Stark, erotic images of Chinese youth stir controversy
Ren Hang passed away on February 24, 2017, according to Foam Photography Museum. What follows is a story about the artist published before his death.
When you look at the photographs, the first thing you notice are the naked, pale, Chinese youths -- wearing nothing but blasé expressions.
Suddenly, you're not sure what you're seeing.
Men wedged midair between trees. A disembodied face framed by the waists of two women. A hundred flowery fingers blossoming between a pair of bowed legs.
You've entered the world of Ren Hang: a young, Beijing-based artist whose controversial compositions have won him international fame but censorship at home, despite his claims that his work has no meaning.
"I don't have a motivation," he tells CNN. "I don't know about others, but I'm sure I don't look at art that way."
The self-taught photographer, who turns 30 this year, first began shooting nude images of his friends as a way to relieve boredom while he was studying advertising in college.
What began as a pastime soon developed into an expressive, erotic style of art that makes him distinct among Chinese artists today.
Ren pares away the background in his photographs, leaving few distractions.
Following his own stream of consciousness, he arranges his models into mesmerizing poses, sometimes stacking or submerging them to create abstract sculptures of lips and limbs.
There are apparently no rules.
Sex organs, disco balls, and animals become interchangeable objects in the artist's low-budget, color-blasted fantasies. Even plants and pools of water are charged with lust.
In Ren Hang's imagination, everything is an uninhibited metaphor for desire.
A political statement?
The trouble is, not everyone's a fan.
Ren has been arrested multiple times in China and his photos have been defaced at exhibitions or confiscated by officials. Even his websites have been pulled offline.
It explains why many critics interpret his art as socially charged -- either a bold stance against censorship or a middle finger in the face of Chinese conservatism -- despite Ren's claims that he has never thought of art as having a political message.

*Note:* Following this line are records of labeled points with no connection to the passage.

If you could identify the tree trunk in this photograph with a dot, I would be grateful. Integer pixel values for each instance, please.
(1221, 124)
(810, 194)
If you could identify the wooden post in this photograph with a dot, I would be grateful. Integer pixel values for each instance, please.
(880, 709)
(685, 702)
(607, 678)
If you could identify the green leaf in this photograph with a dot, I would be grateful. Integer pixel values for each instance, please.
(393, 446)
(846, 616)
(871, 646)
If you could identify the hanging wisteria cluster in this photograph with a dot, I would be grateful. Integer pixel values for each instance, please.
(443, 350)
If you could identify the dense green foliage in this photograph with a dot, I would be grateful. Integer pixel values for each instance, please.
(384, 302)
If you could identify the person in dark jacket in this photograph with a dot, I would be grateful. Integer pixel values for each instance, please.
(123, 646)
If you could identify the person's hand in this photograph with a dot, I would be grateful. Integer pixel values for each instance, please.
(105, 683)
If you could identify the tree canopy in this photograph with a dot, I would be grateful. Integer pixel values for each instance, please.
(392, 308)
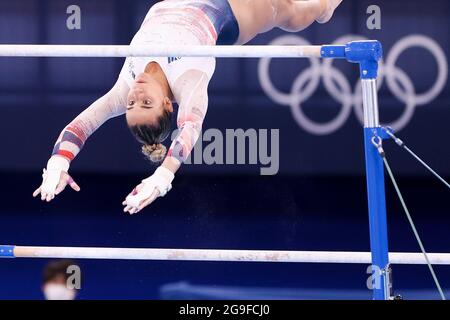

Mirjam Kooiman, a curator at Amsterdam photography museum Foam which is debuting an exhibition of Ren Hang's work, said she believes the photographs carry significant meaning, even if the artist doesn't articulate a specific agenda.
"He makes the work in a context that isn't free and open," Kooiman says.
"So even though it's not his intention to work against the grain, he cannot go around it completely. It is telling us something about not only him as an artist but also the generation he's from."
To her, Ren's work represents freedom.
"There's no hierarchy between the female and the male model in his work. It's very telling about these tendencies of sexuality and queerness in Chinese society and how his generation is dealing with it," Kooiman says.
"It's visual poetry. It's without limits."
Art world star
If Ren faces challenges at home, he's found an appreciative audience abroad.
In the last few years the photographer has become a star of the international art world, securing solo shows at high-end galleries and commissions to shoot for Gucci, GQ, and top fashion magazines.
His early self-published photo books are already collector's items and earlier this year, Ren's work was published globally, in an all-new retrospective monograph by Taschen.
It's a major turning point in the young artist's career.
"I'm curious how he'll cope with it because I don't think he plans ahead that much," says Kooiman. "It makes it hard to predict where he'll be in a few years."
For his part, Ren appears unfazed, and maintains the same approach to his work. He still uses his old point and shoot film camera. He still photographs his friends.
"I'm doing this because I still get a feeling of novelty from it," he tells me. "And it fills the emptiness of my heart."
"Ren Hang - Naked/Nude" is on view from January 27 to March 12, 2017 at Foam Photography Museum in Amsterdam.